Below is an example of how to use the TSL25911 with an Arduino UNO. This code reads the ambient light level and prints it to the Serial Monitor.

#include <Wire.h>
#include <Adafruit_Sensor.h>
#include <Adafruit_TSL2591.h>

// Create an instance of the TSL2591 sensor
Adafruit_TSL2591 tsl = Adafruit_TSL2591(2591);

void configureSensor() {
  // Set gain and integration time for the sensor
  tsl.setGain(TSL2591_GAIN_MED); // Options: LOW, MED, HIGH, MAX
  tsl.setTiming(TSL2591_INTEGRATIONTIME_100MS); // Options: 100MS, 200MS, etc.

  // Print configuration details
  Serial.println(F("TSL25911 configured with medium gain and 100ms integration time."));
}

void setup() {
  Serial.begin(9600); // Initialize Serial Monitor
  if (!tsl.begin()) {
    Serial.println(F("Failed to find TSL25911 sensor! Check connections."));
    while (1); // Halt execution if sensor is not found
  }
  Serial.println(F("TSL25911 sensor found!"));
  configureSensor();
}

void loop() {
  // Get the full spectrum (visible + IR) and infrared light levels
  uint16_t fullSpectrum = tsl.getFullLuminosity() & 0xFFFF;
  uint16_t infrared = tsl.getFullLuminosity() >> 16;

  // Calculate visible light by subtracting infrared from full spectrum
  uint16_t visible = fullSpectrum - infrared;

  // Print light levels to Serial Monitor
  Serial.print(F("Full Spectrum: ")); Serial.print(fullSpectrum);
  Serial.print(F(" Infrared: ")); Serial.print(infrared);
  Serial.print(F(" Visible: ")); Serial.println(visible);

  delay(1000); // Wait 1 second before next reading
}

Important Considerations and Best Practices

  • Power Supply: Ensure a stable 3.3V power source to avoid measurement errors.
  • I²C Pull-Up Resistors: Use 4.7kΩ pull-up resistors on the SDA and SCL lines if your microcontroller does not have internal pull-ups.
  • Gain and Integration Time: Adjust the sensor's gain and integration time based on your application's lighting conditions to optimize accuracy.
  • Interrupt Pin: Use the INT pin for efficient event-driven programming, especially in low-power applications.

Troubleshooting and FAQs

Common Issues and Solutions

  1. Sensor Not Detected

    • Cause: Incorrect I²C address or wiring.
    • Solution: Verify the ADDR pin connection and ensure SDA/SCL are correctly connected.

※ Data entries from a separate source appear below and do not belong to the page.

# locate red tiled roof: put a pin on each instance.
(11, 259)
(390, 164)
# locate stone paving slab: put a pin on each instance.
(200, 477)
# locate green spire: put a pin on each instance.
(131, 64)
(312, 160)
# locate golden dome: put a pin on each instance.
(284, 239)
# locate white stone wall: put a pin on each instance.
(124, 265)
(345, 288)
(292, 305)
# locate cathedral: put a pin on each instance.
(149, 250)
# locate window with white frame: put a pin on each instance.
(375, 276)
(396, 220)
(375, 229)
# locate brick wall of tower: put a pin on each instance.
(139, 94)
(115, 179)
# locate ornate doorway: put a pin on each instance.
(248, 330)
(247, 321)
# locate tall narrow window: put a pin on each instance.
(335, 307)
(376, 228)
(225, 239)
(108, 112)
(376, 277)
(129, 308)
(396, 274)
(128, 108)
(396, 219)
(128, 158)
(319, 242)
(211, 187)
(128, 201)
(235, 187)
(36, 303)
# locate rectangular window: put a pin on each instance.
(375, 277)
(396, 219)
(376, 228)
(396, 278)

  2. Inaccurate Light Measurements

    • Cause: Incorrect gain or integration time settings.
    • Solution: Adjust the gain and integration time to match the lighting conditions.

  3. No Output on Serial Monitor

    • Cause: Serial communication not initialized or incorrect baud rate.
    • Solution: Ensure Serial.begin(9600) matches the Serial Monitor's baud rate.

  4. High Power Consumption

    • Cause: Sensor not in low-power mode.
    • Solution: Use the sensor's low-power mode when continuous measurements are not required.

FAQs

Q: Can the TSL25911 measure UV light?
A: No, the TSL25911 is designed to measure visible and infrared light, with a spectral response range of 400 nm to 800 nm.

Q: What is the maximum I²C clock speed supported?
A: The TSL25911 supports I²C communication at speeds up to 400 kHz.

Q: Can I use the TSL25911 with a 5V microcontroller?
A: Yes, but you must use a level shifter to safely interface the 3.3V sensor with the 5V logic of the microcontroller.

Q: How do I calculate lux from the sensor readings?
A: Use the Adafruit TSL2591 library, which provides built-in functions to calculate lux based on the sensor's raw data.

By following this documentation, you can effectively integrate the TSL25911 into your projects and achieve precise ambient light sensing.